Comedian Steven Wright chastises people who say things like: “she died suddenly.” Steven contends that we all die suddenly – you’re alive, you’re alive, you’re alive, you’re alive, you’re alive, you’re dead. Although he’s trying to invoke humor, I actually agree. I think death is an almost instantaneous transition. To make this transition “good,” most people hope for at least three things: that you experience it quickly (you’re alive, you’re alive, you’re dead), that you experience little or no pain, and, if you can arrange it, that you are asleep or unconscious when it befalls you.
I suspect that people who use the phrase “good death” are not intimating that those three components constitute a “good death” as they contend, mainly because there is little to nothing you can do to influence expedience, unawareness, or discomfort. So, if the phrase “good death” does not refer to what lies beyond the veil and it does not refer to the instantaneous transition, then it has to apply to the time – that is, life – preceding the transition.
I don’t know why, but when I think of or hear the phrase “a good death” I envision a Roman Empire soldier – I guess it’s the movies. To them, as I interpret it, a good death was to die in a battle that was in support of a cause in which they believed. I suspect that it’s still true today, but, fortunately, most of us are not afforded that opportunity.
Quite frankly, I’m not really convinced that the person doing the dying would routinely agree that it might be a good death. Perception of a good death could mainly be in the eyes of those left behind. My father-in-law loved to hunt and died doing that. Family and friends found some degree of comfort knowing he died doing the thing he loved to do. It’s hard for me to believe that he, at the time of the heart attack, perceived his imminent demise more favorably because he was hunting.

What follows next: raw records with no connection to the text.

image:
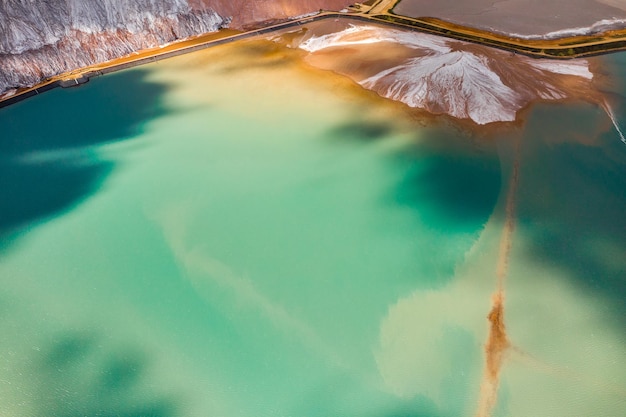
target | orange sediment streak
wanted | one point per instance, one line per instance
(497, 341)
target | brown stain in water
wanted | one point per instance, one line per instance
(497, 341)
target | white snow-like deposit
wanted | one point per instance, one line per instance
(446, 77)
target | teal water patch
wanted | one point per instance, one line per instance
(234, 258)
(49, 157)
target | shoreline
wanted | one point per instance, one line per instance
(559, 49)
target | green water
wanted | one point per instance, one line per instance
(228, 233)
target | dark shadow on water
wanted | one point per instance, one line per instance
(77, 376)
(361, 130)
(449, 180)
(573, 204)
(49, 158)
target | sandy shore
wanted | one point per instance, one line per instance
(521, 18)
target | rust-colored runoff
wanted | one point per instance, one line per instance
(497, 341)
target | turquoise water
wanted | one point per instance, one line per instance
(230, 233)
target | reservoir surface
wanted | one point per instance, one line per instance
(233, 233)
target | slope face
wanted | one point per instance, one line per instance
(444, 76)
(45, 38)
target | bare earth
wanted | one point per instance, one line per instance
(523, 18)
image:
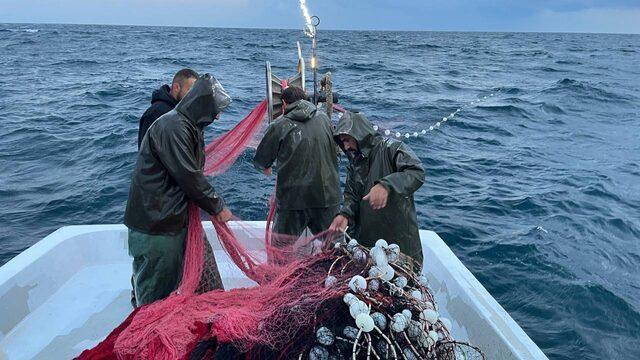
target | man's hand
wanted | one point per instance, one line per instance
(377, 197)
(339, 223)
(224, 215)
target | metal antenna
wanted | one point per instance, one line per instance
(314, 59)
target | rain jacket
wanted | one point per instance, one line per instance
(169, 168)
(302, 144)
(393, 165)
(161, 103)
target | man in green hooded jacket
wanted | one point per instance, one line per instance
(382, 176)
(308, 187)
(168, 176)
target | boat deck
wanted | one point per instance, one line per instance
(68, 291)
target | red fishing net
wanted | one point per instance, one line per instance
(290, 291)
(307, 297)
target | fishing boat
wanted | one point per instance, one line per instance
(68, 291)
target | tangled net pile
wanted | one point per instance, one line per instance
(317, 297)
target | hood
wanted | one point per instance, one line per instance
(300, 111)
(163, 94)
(357, 126)
(204, 101)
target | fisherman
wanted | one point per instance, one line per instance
(307, 187)
(165, 99)
(168, 176)
(382, 176)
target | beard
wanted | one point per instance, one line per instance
(353, 154)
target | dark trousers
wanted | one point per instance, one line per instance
(158, 264)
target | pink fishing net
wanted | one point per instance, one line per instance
(275, 316)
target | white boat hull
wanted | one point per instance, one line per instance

Maybe it’s because my son and I spent so many years in Boy Scouts, but, to me, a “good death” has to do with being prepared. The dignified manner in which 91-year-old Jimmy Carter speaks about his demise comes to mind. I suspect he’s made peace with the fact of his mortality, believes he’s led a mainly exemplary life, and has addressed his family, financial, and other obligations to the best of his ability. He’s prepared – ergo, a “good death.”
Knowing me as I do, I’m acutely aware of the mistakes and less-than-proud moments of my life so far. If I use the preparedness definition and compare my life to the exemplary-life Jimmy Carter standard, I wonder if I’m qualified to have a good death? Is it too late for me to work on that? Is it too late for you?